Na Bíblia Sagrada, encontramos várias definições para a palavra "casa":

a) "a casa de Arão confia no Senhor" – Sl. 115,10.

     Casa = família de Arão.

b) "De nós se tem lembrado o Senhor; Ele nos abençoara, abençoara a casa de Israel..." Sl. 115,12. Casa = nação, povo de Israel.

c) "Cumprirei os meus votos ao Senhor na presença de todo o Seu povo , nos átrios da Casa do Senhor..." – Sl. 116,18 - 19.

Casa = templo, santuário, tabernáculo.

E o restante da frase "para que haja mantimento em minha casa" Malaquias 3,10?

Não podemos deixar de pensar que o problema de Israel nos dias de Malaquias era o declínio espiritual, abandono dos princípios de Deus; e a reforma espiritual viria com a fidelidade nos dízimos e ofertas.

O povo deveria dizimar para a tribo de Levi e a tribo de Levi para os sacerdotes.

Israel   »  Deus    »  Levi    »   Deus   »   Sacerdotes.

Qual a finalidade dos dízimos (moedas e cereais em sua maioria) nos depósitos do templo? Quem fazia uso deste dízimo? 

O mesmo servia para manter os sacerdotes, a fim de que ministrassem ao povo as verdades divinas, fortalecendo assim a fé hebraica.

O dízimo não era usado para manutenção do templo, o templo sempre foi mantido por ofertas.

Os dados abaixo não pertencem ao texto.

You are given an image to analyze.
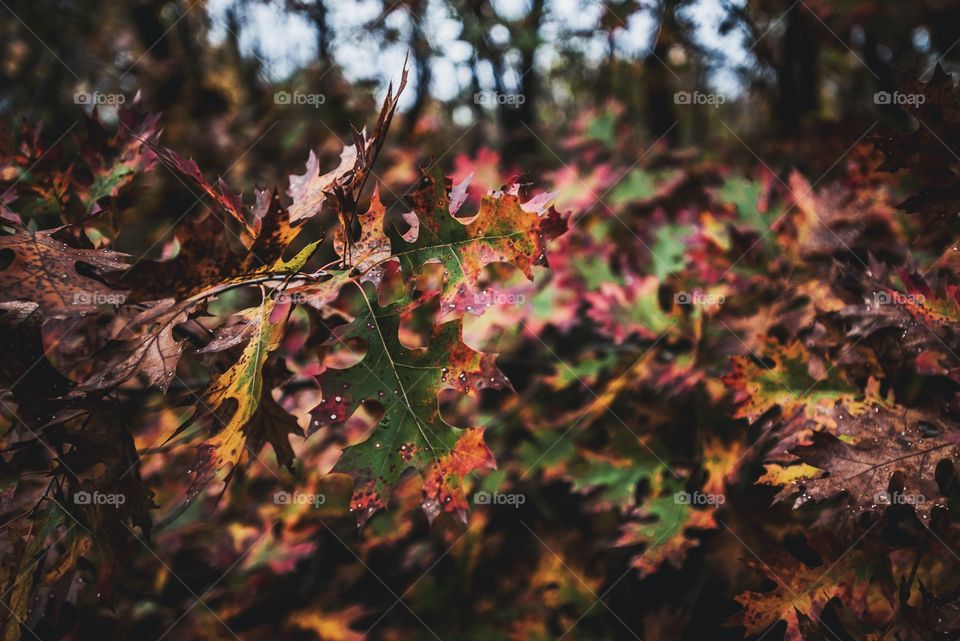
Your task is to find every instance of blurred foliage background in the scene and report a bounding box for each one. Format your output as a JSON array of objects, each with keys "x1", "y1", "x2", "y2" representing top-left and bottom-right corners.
[{"x1": 0, "y1": 0, "x2": 960, "y2": 641}]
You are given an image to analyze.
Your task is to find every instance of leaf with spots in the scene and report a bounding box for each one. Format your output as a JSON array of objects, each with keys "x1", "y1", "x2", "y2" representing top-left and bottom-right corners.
[
  {"x1": 0, "y1": 227, "x2": 127, "y2": 317},
  {"x1": 168, "y1": 299, "x2": 294, "y2": 502},
  {"x1": 772, "y1": 405, "x2": 960, "y2": 521},
  {"x1": 388, "y1": 168, "x2": 567, "y2": 309},
  {"x1": 311, "y1": 285, "x2": 509, "y2": 524},
  {"x1": 730, "y1": 549, "x2": 892, "y2": 641}
]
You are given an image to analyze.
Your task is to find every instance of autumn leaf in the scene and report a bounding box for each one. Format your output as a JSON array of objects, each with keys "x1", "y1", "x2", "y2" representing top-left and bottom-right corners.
[
  {"x1": 388, "y1": 168, "x2": 566, "y2": 309},
  {"x1": 311, "y1": 286, "x2": 508, "y2": 524},
  {"x1": 0, "y1": 227, "x2": 127, "y2": 316},
  {"x1": 772, "y1": 405, "x2": 960, "y2": 521},
  {"x1": 177, "y1": 299, "x2": 294, "y2": 501},
  {"x1": 730, "y1": 549, "x2": 891, "y2": 641},
  {"x1": 723, "y1": 341, "x2": 860, "y2": 423}
]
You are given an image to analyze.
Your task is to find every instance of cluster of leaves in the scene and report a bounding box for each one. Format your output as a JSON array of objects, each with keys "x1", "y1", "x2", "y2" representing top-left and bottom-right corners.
[
  {"x1": 0, "y1": 71, "x2": 960, "y2": 641},
  {"x1": 0, "y1": 78, "x2": 565, "y2": 638}
]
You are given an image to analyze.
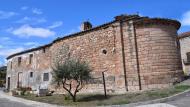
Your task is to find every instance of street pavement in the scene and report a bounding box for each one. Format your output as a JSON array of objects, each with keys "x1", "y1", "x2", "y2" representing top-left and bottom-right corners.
[{"x1": 0, "y1": 90, "x2": 190, "y2": 107}]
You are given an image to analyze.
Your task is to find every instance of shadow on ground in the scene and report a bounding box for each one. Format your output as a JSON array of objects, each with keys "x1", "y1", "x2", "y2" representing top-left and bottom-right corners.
[{"x1": 78, "y1": 94, "x2": 112, "y2": 102}]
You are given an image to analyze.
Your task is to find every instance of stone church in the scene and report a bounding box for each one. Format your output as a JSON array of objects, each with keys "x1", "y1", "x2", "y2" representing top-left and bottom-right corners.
[{"x1": 6, "y1": 15, "x2": 183, "y2": 93}]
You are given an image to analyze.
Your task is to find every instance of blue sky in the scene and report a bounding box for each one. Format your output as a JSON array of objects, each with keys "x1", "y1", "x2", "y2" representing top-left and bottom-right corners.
[{"x1": 0, "y1": 0, "x2": 190, "y2": 65}]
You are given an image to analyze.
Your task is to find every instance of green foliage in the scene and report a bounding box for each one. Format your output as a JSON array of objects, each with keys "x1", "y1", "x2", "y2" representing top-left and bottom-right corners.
[{"x1": 52, "y1": 59, "x2": 92, "y2": 101}]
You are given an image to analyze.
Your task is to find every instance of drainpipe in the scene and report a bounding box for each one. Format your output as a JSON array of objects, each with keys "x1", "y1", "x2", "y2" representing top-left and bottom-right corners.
[
  {"x1": 119, "y1": 16, "x2": 141, "y2": 91},
  {"x1": 132, "y1": 21, "x2": 142, "y2": 90},
  {"x1": 120, "y1": 20, "x2": 128, "y2": 91}
]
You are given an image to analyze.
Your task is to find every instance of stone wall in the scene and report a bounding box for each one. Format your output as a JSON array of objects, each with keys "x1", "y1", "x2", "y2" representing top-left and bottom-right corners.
[{"x1": 7, "y1": 16, "x2": 182, "y2": 93}]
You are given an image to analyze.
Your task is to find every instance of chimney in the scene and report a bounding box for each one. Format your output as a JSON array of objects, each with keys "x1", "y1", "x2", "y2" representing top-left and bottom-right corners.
[
  {"x1": 115, "y1": 14, "x2": 140, "y2": 21},
  {"x1": 80, "y1": 21, "x2": 92, "y2": 31}
]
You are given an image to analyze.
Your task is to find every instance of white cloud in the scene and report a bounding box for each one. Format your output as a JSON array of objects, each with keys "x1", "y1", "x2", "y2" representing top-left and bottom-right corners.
[
  {"x1": 48, "y1": 21, "x2": 63, "y2": 29},
  {"x1": 20, "y1": 6, "x2": 29, "y2": 10},
  {"x1": 24, "y1": 42, "x2": 39, "y2": 46},
  {"x1": 11, "y1": 25, "x2": 55, "y2": 38},
  {"x1": 181, "y1": 11, "x2": 190, "y2": 26},
  {"x1": 32, "y1": 8, "x2": 43, "y2": 15},
  {"x1": 16, "y1": 16, "x2": 47, "y2": 24},
  {"x1": 0, "y1": 10, "x2": 17, "y2": 19},
  {"x1": 0, "y1": 47, "x2": 24, "y2": 57}
]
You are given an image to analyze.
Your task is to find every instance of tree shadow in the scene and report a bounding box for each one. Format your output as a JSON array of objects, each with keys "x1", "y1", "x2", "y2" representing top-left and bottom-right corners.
[{"x1": 78, "y1": 94, "x2": 111, "y2": 102}]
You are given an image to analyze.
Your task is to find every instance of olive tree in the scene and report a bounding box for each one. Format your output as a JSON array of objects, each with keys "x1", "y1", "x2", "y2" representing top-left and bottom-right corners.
[{"x1": 52, "y1": 58, "x2": 92, "y2": 102}]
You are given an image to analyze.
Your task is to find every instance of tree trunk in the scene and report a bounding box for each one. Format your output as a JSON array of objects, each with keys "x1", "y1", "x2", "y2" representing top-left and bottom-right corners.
[{"x1": 72, "y1": 95, "x2": 76, "y2": 102}]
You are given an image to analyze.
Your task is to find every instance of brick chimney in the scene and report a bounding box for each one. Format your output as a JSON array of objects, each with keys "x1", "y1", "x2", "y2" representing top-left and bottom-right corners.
[
  {"x1": 115, "y1": 14, "x2": 140, "y2": 21},
  {"x1": 80, "y1": 21, "x2": 92, "y2": 31}
]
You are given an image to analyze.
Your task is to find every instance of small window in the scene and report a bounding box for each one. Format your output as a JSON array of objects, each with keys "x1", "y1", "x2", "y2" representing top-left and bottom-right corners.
[
  {"x1": 29, "y1": 54, "x2": 33, "y2": 64},
  {"x1": 18, "y1": 57, "x2": 22, "y2": 66},
  {"x1": 186, "y1": 52, "x2": 190, "y2": 62},
  {"x1": 43, "y1": 73, "x2": 49, "y2": 81},
  {"x1": 30, "y1": 72, "x2": 33, "y2": 78},
  {"x1": 102, "y1": 49, "x2": 107, "y2": 54},
  {"x1": 43, "y1": 48, "x2": 46, "y2": 53}
]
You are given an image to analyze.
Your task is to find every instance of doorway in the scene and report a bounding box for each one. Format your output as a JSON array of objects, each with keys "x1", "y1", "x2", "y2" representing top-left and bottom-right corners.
[{"x1": 7, "y1": 77, "x2": 10, "y2": 90}]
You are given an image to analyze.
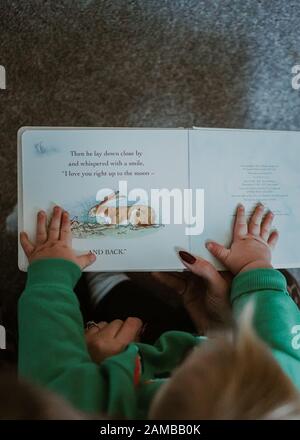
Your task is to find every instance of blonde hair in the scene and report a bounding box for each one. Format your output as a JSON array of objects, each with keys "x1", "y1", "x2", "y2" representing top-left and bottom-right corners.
[{"x1": 150, "y1": 313, "x2": 300, "y2": 420}]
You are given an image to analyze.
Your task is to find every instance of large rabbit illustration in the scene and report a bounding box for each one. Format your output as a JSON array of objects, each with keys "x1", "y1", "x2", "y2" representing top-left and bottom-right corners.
[{"x1": 88, "y1": 191, "x2": 155, "y2": 227}]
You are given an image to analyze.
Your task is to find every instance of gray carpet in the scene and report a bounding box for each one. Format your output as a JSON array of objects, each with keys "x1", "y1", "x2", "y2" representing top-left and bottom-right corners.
[{"x1": 0, "y1": 0, "x2": 300, "y2": 364}]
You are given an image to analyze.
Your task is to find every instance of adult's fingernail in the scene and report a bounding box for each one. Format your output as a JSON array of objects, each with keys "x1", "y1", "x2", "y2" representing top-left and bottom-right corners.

"Disse o Senhor a Moisés: Fala aos filhos de Israel que me tragam ofertas; de todo o homem cujo coração o mover para isso, dele recebereis a Minha oferta". Êx. 25,1 - 2.

"Os filhos de Israel trouxeram ofertas voluntárias ao Senhor; a saber, todo o homem e mulher cujo o coração os dispôs para trazerem uma oferta para toda a obra que o Senhor tinha ordenado se fizesse por intermédio de Moisés". Êx. 35,29.

Para edificar a casa do Senhor, o que fez o povo nos dias de Esdras?

"Alguns dos cabeças de famílias, vindo à casa do Senhor, a qual está em Jerusalém, deram voluntárias ofertas para a casa de Deus, para a restaurarem no seu lugar. Segundo o seu recurso deram para o tesouro da obra, em ouro sessenta e um mil daricos, e em prata cinco mil arráteis, e cem vestes sacerdotais". Es. 2,68 - 69.

Com isto podemos perceber que não existe nenhum apoio em toda a Sagrada Escritura, para uso do dízimo para manutenção da igreja. Nunca foi plano de Deus, que o dízimo fosse usado para outro fim, a não ser, manutenção no ministério.

"Deus não mudou: o dízimo tem de ser ainda empregado para manutenção do ministério". C.S.M. pág. 103.

"É-me ordenado dizer-lhes que estão cometendo um erro em aplicar os dízimos à vários fins, os quais, embora bons em si mesmo, não são aquilo que o Senhor disse que o dízimo deve ser aplicado". C.S.M. pág. 102.

Podemos ver com isto que há uma unidade, tanto na Bíblia quanto no Espírito de profecia, de que só existe um destino para dízimo.